By Lise Alves Catholic News Service

SAO PAULO — Brazilian rancher Vitalmiro Bastos de Moura again has been found guilty of masterminding the 2005 assassination of U.S.-born Sister Dorothy Stang.

A judge sentenced Moura to 30 years in prison after he was declared guilty just before midnight Sept. 19, the court in Para state said in a statement.

U.S. Sister Dorothy Stang, a member of the Sisters of Notre Dame de Namur, is pictured in a 2004 file photo in Belem, northern Brazil. The nun was 73 when she was murdered Feb. 12, 2005, on an isolated road near the Brazilian town of Anapu. She had lived in the country for nearly four decades and was known as a fierce defender of a sustainable development project for the Amazon forest. (CNS photo/Reuters)

Moura has been tried three other times for the murder of Sister Dorothy, a naturalized Brazilian citizen who was a member of the Sisters of Notre Dame de Namur and a native of Dayton, Ohio.

In 2007, Moura was sentenced to 30 years in jail for masterminding the assassination. In Brazil, if a person is sentenced for more than 20 years, he has the right to be retried with a new jury.

During the 2008 trial, Moura was declared innocent of the charges.

In 2009, the verdict was annulled by the courts of the state of Para, and Moura was tried again in 2010. He was found guilty and sentenced to 30 years. But the Brazilian Supreme Court ruled that Moura’s attorneys did not have enough time to prepare for the 2010 trial and ordered him to be tried again.

Sister Dorothy, 73 at the time of her death, had lived in the Amazon region for nearly four decades.
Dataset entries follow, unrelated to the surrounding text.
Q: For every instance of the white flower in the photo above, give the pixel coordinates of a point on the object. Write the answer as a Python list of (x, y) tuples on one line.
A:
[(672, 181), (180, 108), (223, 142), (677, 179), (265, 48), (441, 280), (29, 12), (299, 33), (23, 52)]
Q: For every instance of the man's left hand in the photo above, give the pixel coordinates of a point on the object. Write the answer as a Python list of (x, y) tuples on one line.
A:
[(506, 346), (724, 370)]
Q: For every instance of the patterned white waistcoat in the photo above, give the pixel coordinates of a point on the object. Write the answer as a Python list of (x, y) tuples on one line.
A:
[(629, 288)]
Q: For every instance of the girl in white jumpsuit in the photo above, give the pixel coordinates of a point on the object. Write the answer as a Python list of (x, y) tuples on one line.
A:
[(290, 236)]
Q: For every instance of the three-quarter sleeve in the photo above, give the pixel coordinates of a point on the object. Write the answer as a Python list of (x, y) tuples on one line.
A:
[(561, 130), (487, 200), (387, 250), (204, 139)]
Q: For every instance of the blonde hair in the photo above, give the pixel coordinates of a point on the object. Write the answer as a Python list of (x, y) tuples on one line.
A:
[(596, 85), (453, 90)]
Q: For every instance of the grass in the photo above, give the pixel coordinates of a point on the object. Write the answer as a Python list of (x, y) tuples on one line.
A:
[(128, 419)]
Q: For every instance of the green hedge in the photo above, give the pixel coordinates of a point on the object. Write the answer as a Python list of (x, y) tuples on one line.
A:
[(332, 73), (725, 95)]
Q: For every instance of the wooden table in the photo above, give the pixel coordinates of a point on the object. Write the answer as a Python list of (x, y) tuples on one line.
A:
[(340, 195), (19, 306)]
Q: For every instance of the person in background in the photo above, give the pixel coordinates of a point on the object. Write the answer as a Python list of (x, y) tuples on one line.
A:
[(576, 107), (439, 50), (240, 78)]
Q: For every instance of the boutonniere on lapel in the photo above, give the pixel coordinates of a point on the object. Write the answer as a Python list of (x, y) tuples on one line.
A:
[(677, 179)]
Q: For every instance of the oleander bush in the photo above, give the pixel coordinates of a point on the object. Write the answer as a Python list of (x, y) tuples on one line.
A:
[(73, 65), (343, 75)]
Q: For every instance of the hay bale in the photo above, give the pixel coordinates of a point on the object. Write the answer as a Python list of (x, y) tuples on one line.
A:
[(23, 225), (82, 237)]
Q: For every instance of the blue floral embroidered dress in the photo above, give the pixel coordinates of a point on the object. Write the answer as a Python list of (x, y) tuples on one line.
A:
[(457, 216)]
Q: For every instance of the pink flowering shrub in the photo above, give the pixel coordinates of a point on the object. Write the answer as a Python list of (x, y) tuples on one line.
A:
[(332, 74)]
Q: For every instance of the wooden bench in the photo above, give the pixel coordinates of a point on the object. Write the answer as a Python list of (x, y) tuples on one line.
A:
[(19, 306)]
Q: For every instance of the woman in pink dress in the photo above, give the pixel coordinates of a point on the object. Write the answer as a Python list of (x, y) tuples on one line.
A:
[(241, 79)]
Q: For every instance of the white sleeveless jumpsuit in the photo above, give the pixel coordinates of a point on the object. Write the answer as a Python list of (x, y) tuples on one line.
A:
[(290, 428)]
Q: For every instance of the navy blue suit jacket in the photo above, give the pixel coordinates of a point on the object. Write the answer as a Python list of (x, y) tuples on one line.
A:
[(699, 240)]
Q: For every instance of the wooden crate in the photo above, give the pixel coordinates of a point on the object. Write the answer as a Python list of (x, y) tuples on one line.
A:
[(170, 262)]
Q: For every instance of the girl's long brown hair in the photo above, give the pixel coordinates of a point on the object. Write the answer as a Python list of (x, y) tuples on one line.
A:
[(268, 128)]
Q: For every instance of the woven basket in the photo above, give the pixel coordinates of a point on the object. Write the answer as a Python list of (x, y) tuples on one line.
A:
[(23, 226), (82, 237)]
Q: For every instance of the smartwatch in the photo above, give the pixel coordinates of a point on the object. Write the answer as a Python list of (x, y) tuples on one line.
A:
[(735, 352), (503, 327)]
She worked closely with the Brazilian bishops’ Pastoral Land Commission in favor of land rights for the poor and for sustainable development in the region.

Her assassination brought international awareness of the land conflicts occurring in the Amazon region and the dozens of people, many working for the Catholic Church, who receive death threats over the years. The other four men involved in the murder are serving sentences that range from 17 to 30 years.